French VET certifications listed on the RNCP are classified according to fields of activity in line with the Classification of Education and Training Specialties, as drawn up by the French National Council of Statistical Information and published in an order in 1994 (order n° 94- 522 of 21 June 1994). But certifications are also classified according to a 5-level structure. The RNCP is composed of five levels, Level I being the highest and Level V being the lowest, and which is managed by the CNCP (National Commission for Professional Certification). It is interesting to note however that CQPs stand as an exception. As they are solely developed by representatives of the sector, and since no public body has its say in their construction, if CQPs are indeed referenced to the RNCP they are not referenced to any particular level of the RNCP- but are rather classified according to the field of activity at hand, thus making comparability of qualifications more difficult in this instance.

Should also be mentioned the existence of an indirect avenue for achieving qualification under the French system of «Validation des acquis de l’expérience» (V.A.E.) which, by law, allows for the total or partial award and recognition of a qualification on the basis of one’s past work experience. Broadly speaking, a candidate for recognition of his past experience and for the entailed award of an underlying qualification will fill in a file and be interviewed by a jury in order to prove that the competences gained through his work experience match totally or partially the competences described in the qualification the candidate wishes to obtain. This particular, legally institutionalized, form of recognition of prior learning is only possible when one is pursuing qualifications listed to the French RNCP. And this innovative system has proven to be quite successful in France, to an extent where some juries have been over flooded by candidacies.

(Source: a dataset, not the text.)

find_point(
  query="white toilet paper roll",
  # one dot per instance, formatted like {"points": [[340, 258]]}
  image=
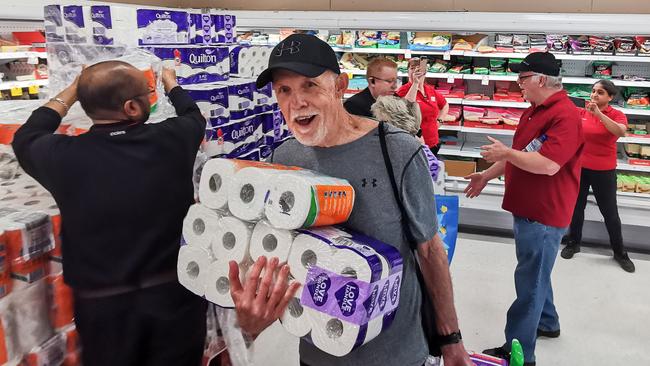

The CNCP (French National Commission for Professional Certification) delivered in October 2010 its report on referencing the French NQF (which includes the Transport and Logistics framework) to the EQF. This report provides for a "block-to-block" referencing scheme through which, where it is possible, each level of the French framework is to be separately referenced to a particular level of the EQF. No French qualification corresponds to the first two levels of the EQF, as the lowest level qualifications listed on the RNCP (Level V) have been referenced to Level 3 of the EQF. On the other hand, qualifications of the highest level (Level I) have been split between some that were referenced to Level 7 (Masters degrees) and others to Level 8 (Doctorates) of the EQF.